According to a new report by the London School of Economics,('How mental health loses out in the NHS') those seeking mental help are often ignored by the Health Service with underinvestment in their care 'the most glaring case of health inequality in our country.' They say mental health problems are far more common than generally appreciated, pervasive in their effects and often untreated, forced to play 2nd fiddle to physical ailments.
Yet the remarkable facts are these: among people under 65, nearly half of all ill health is mental illness. In other words, nearly as much ill health is mental illness as all physical illnesses put together. It's generally more debilitating as well. On average, a person with depression is at least 50% more disabled than someone with angina, arthritis, asthma or diabetes.
Mental pain is as real as physical pain and often more severe.

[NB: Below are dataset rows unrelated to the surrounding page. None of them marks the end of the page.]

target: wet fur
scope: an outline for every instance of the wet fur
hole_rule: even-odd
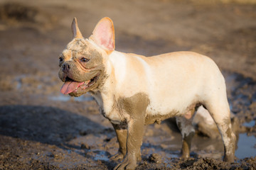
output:
[[[235,136],[231,130],[225,79],[212,60],[191,52],[149,57],[117,52],[114,26],[109,18],[98,23],[89,39],[83,39],[76,20],[72,28],[74,39],[65,50],[75,49],[78,54],[87,55],[95,61],[92,64],[99,67],[97,84],[83,92],[91,93],[115,130],[119,149],[112,159],[123,160],[114,169],[136,168],[137,161],[141,159],[144,125],[174,116],[183,137],[182,157],[188,157],[195,132],[191,121],[198,104],[208,110],[220,130],[224,160],[233,162]],[[86,47],[78,42],[81,39]],[[83,77],[82,81],[91,77],[91,71],[82,69],[86,66],[81,69],[65,50],[63,62],[73,62],[73,67],[80,70],[70,74]]]

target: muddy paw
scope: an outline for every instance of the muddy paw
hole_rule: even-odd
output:
[[[134,170],[137,166],[137,161],[135,157],[127,157],[122,162],[121,164],[118,164],[114,167],[114,170]]]
[[[112,160],[112,161],[118,161],[118,160],[121,160],[122,159],[124,159],[124,155],[119,152],[118,152],[117,154],[116,154],[110,157],[110,160]]]

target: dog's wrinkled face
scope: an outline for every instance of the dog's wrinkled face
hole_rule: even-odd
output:
[[[82,37],[75,18],[71,29],[73,40],[60,56],[58,76],[64,82],[61,93],[78,97],[104,84],[104,58],[114,50],[114,30],[109,18],[100,21],[89,39]]]
[[[74,38],[60,56],[58,75],[64,82],[60,91],[80,96],[101,84],[105,67],[102,55],[88,40]]]

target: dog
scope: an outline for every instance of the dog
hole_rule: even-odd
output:
[[[209,57],[192,52],[175,52],[153,57],[114,50],[112,21],[101,19],[92,35],[84,38],[77,19],[73,39],[60,56],[60,91],[72,96],[89,92],[101,113],[112,124],[122,159],[114,169],[134,169],[141,160],[140,147],[146,125],[176,117],[182,135],[182,157],[190,156],[195,130],[193,113],[203,106],[222,135],[223,160],[234,161],[235,135],[225,79]]]

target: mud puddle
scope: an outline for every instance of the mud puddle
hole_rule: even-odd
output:
[[[229,101],[230,109],[235,115],[242,114],[245,110],[247,109],[249,106],[255,100],[254,95],[250,95],[248,91],[255,88],[254,81],[250,79],[243,77],[242,75],[235,73],[224,73],[228,94],[229,96]],[[33,79],[29,75],[23,74],[21,76],[15,79],[16,83],[16,89],[21,90],[24,86],[28,86],[31,81],[26,82],[23,79]],[[38,82],[34,88],[41,89],[43,86],[44,81],[42,84]],[[237,93],[236,91],[239,91]],[[89,94],[86,94],[82,96],[74,98],[68,95],[63,95],[59,93],[58,95],[48,95],[47,99],[50,102],[68,102],[75,101],[78,103],[78,105],[82,105],[84,102],[92,101],[93,98]],[[240,106],[240,105],[247,106],[247,107]],[[100,115],[99,116],[101,116]],[[235,115],[236,116],[236,115]],[[255,118],[253,116],[248,116],[249,119]],[[175,124],[175,123],[174,123]],[[255,120],[252,120],[249,122],[241,122],[241,126],[245,127],[249,129],[255,126]],[[181,148],[181,137],[175,127],[176,125],[170,125],[169,123],[164,122],[161,125],[151,125],[146,128],[145,132],[145,139],[142,147],[142,154],[146,157],[149,157],[154,153],[157,154],[161,158],[163,162],[167,163],[171,158],[178,158],[180,157],[180,149]],[[114,137],[114,134],[112,134],[111,137]],[[238,135],[239,139],[238,141],[238,149],[235,152],[235,156],[238,159],[244,159],[245,157],[255,157],[256,156],[256,137],[253,135],[248,136],[247,133],[242,132]],[[76,137],[76,147],[80,148],[83,144],[83,141],[88,141],[88,139],[84,139],[82,137]],[[102,140],[101,142],[107,144],[108,140]],[[112,148],[112,150],[109,152],[99,150],[97,142],[99,139],[93,139],[94,141],[90,144],[90,149],[87,150],[88,155],[90,155],[95,161],[100,160],[108,162],[109,157],[117,152],[117,145],[116,149]],[[96,145],[95,145],[96,144]],[[88,149],[88,148],[87,148]],[[78,151],[80,148],[78,149]],[[114,149],[114,151],[113,151]],[[202,137],[200,135],[195,136],[192,145],[192,157],[211,157],[214,159],[221,159],[223,152],[223,142],[220,139],[210,139],[208,137]],[[80,152],[80,151],[79,151]]]

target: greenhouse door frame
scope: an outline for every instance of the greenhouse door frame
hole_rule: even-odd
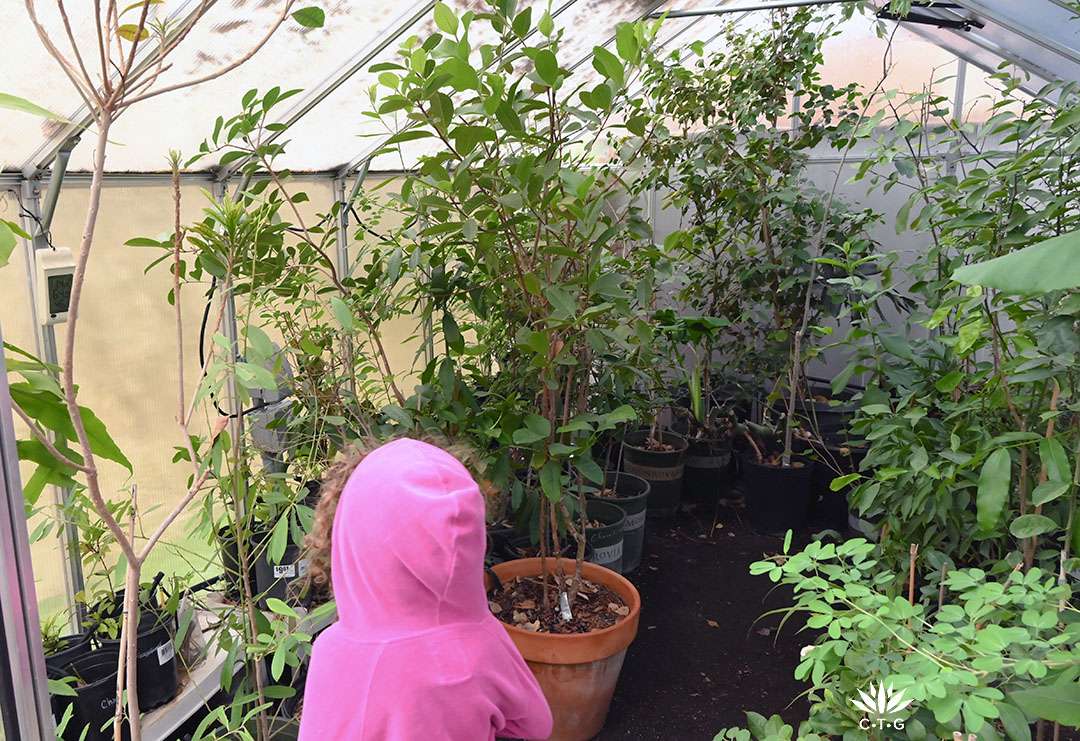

Yet only a quarter of all those with mental illness are in treatment, compared with the vast majority of those with physical conditions. 'It is a real scandal,' says the report, 'that we have 6,000,000 people with depression or crippling anxiety conditions and 700,000 children with problem behaviours, anxiety or depression. Yet three quarters of each group get no treatment.'
They'll also have to wait longer for help. The NHS Constitution gives patients the right to be seen within 18 weeks yet the majority of people with depression or anxiety still wait for more than six months (often much longer) for psychological therapy. It's not deemed a priority. Yet mental health issues account for a quarter of the overall burden of disease in the UK - more than any other disease category - and 'have a similar effect on life expectancy to smoking.'
Neither is it the physical against the mental; the two are intimately related. An unwell mind can make existing physical illness worse. Interestingly, half of all NHS patients referred for first consultant appointments in the acute sector have 'medically unexplained symptoms'. Altogether the extra physical healthcare caused by mental illness now costs the NHS at least £10 billion.
This socially acceptable insanity in the NHS budget must be acceptable no more. It makes sense to be kind to the mind.